Rachel Podger: Brecon Baroque’s London sound

October 3, 2016 by

It has been an extraordinary year, with a concert, recording and teaching diary that has taken me the world-over. I am thrilled to have picked up two prestigious recording awards from BBC Music Magazine and Gramophone Magazine respectively and to have performed alongside some of the most inspirational musicians alive today including Jordi Savall, Kristian Bezuidenhaut, Marcin Świątkiewicz, Camerata Bern, the OAE, Tafelmusik and Philharmonia Baroque (USA). In the autumn each year, I look forward to coming home to roost in Brecon and focus on the annual Brecon Baroque Festival (Friday, 21 – Monday 24 October 2016). This year’s Festival is bigger than ever and covers even more new ground – we’ve stretched our wings artistically and geographically with seven venues in Brecon and a guided walk in its famous mountains too.

Our theme this year is ‘London’ – music in London from the sixteenth to the eighteenth centuries. Just as last year we had Bach’s Leipzig café, so this time we have Samuel Pepys’ local, Will’s Coffee House, offering drinks, food and live music throughout the day. This year for the first time we offer you a theatrical experience in a staged performance of Purcell’s ‘Fairy Queen’. An old friend of the festival, Thomas Guthrie, returns in the role of director (and singer). His previous productions of ‘Fairy Queen’ have been received dazzling reviews: “theatrical magic” (Opera Now); “ingenious, and utterly captivating throughout” (What’s on Stage); “Guthrie’s leap of imagination produces a shaded and completely delightful fantasy” (The Tablet). We are very excited to have him direct our first semi-staged opera.

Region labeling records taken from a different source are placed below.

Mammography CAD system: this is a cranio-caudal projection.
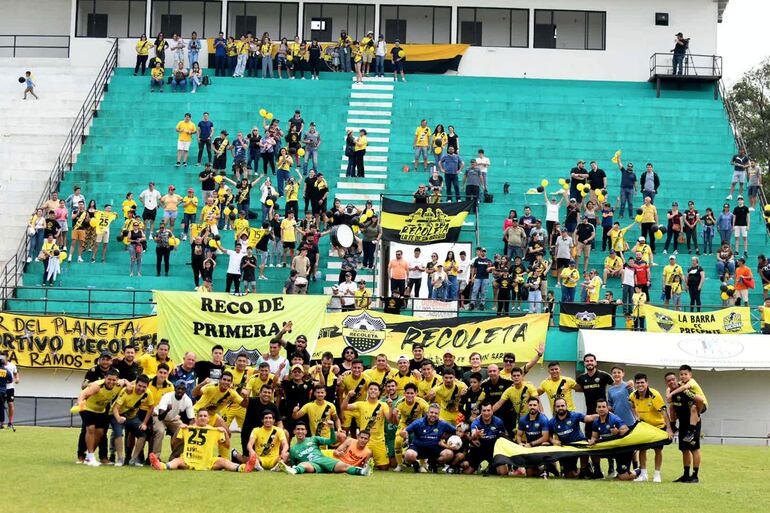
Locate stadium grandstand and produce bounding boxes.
[0,0,770,496]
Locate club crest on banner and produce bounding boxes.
[342,312,387,354]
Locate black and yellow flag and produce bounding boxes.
[559,303,617,331]
[494,422,671,467]
[380,198,473,244]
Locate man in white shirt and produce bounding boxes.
[476,149,489,180]
[339,273,356,312]
[139,182,160,235]
[217,241,246,294]
[152,381,195,459]
[256,340,289,380]
[406,248,425,297]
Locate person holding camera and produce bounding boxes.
[672,32,690,75]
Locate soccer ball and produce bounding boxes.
[446,435,463,451]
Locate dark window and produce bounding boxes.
[457,7,529,48]
[227,2,299,41]
[534,9,607,50]
[380,5,452,44]
[75,0,147,37]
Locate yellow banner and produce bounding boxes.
[641,305,754,334]
[153,291,329,361]
[313,310,548,365]
[0,312,157,370]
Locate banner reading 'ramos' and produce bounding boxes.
[313,310,548,365]
[153,291,329,361]
[642,305,754,334]
[0,312,157,370]
[380,198,473,244]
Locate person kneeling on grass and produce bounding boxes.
[150,408,257,472]
[278,420,374,476]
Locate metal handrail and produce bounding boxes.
[0,38,118,310]
[0,34,70,59]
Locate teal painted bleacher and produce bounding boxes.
[388,76,748,305]
[8,69,350,315]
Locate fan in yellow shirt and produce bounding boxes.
[150,408,257,472]
[427,369,468,425]
[537,362,577,411]
[246,411,289,470]
[342,382,392,470]
[292,383,341,438]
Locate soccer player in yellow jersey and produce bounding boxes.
[192,371,248,413]
[427,369,468,425]
[78,369,126,467]
[342,382,393,470]
[241,362,278,401]
[666,365,709,443]
[112,374,153,467]
[388,355,420,395]
[223,353,253,427]
[247,411,289,471]
[628,373,674,483]
[291,383,341,438]
[537,362,577,411]
[492,367,538,426]
[413,119,431,173]
[136,339,174,378]
[337,359,370,429]
[417,360,441,400]
[390,383,428,472]
[150,408,257,472]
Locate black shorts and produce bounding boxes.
[679,422,701,451]
[142,208,158,221]
[80,410,110,429]
[559,458,579,475]
[468,444,497,469]
[410,445,444,462]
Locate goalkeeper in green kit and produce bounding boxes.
[278,420,373,476]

Our evening concerts concentrate on the great strengths of that age, choral music for the church and intimate chamber music for the home. Our resident ensemble, Brecon Baroque, joins countertenor Robin Blaze on Saturday for the songs and fantasias that were such a feature of social life in Tudor and Restoration England. Professor Michael Burden will introduce this with a pre-concert talk. The choral ensemble Trinity Baroque gives our cathedral concert on Sunday with a celebration of the glorious music of Thomas Tallis and his contemporaries.

Our daytime recitals bring you two exciting new groups. Wales’ own baroque band, Ystradivarius (or for Welsh purists Ystradifariws!) will treat us to music by the ‘London’ Bach, Johann Christian, and those he influenced including Mozart. On Sunday afternoon, we use one of Brecon’s architectural gems, the Plough Chapel, for a recital by the virtuosic young recorder player Tabea Debus and her trio. On Monday, young players from South Powys Youth Orchestra join us for a concert with oboeist, Alexandra Bellamy.

The Baroque Festival wouldn’t be the same without the Baroque Tea Dance of course, and this year Dancing Master Peter Brock will guide you through the steps of Jacob Hall’s Jig and other favourites of Pepys and his friends. Our town tours have been popular features of our weekend and this year we get more ambitious and head for the wonderful Brecon Beacons. Peter Brock swaps his dancing shoes for walking boots to lead you to Mynydd Illtyd for some wonderful views and fascinating history.

As well as this we even have our own Fringe Festival this year to keep visitors occupied over all four days of great music making. But although our artistic standards and ambitions continue to rise, you can be assured that the Baroque Festival has its roots based firmly in the local community and we are all determined to give you the warmest of welcomes to Brecon!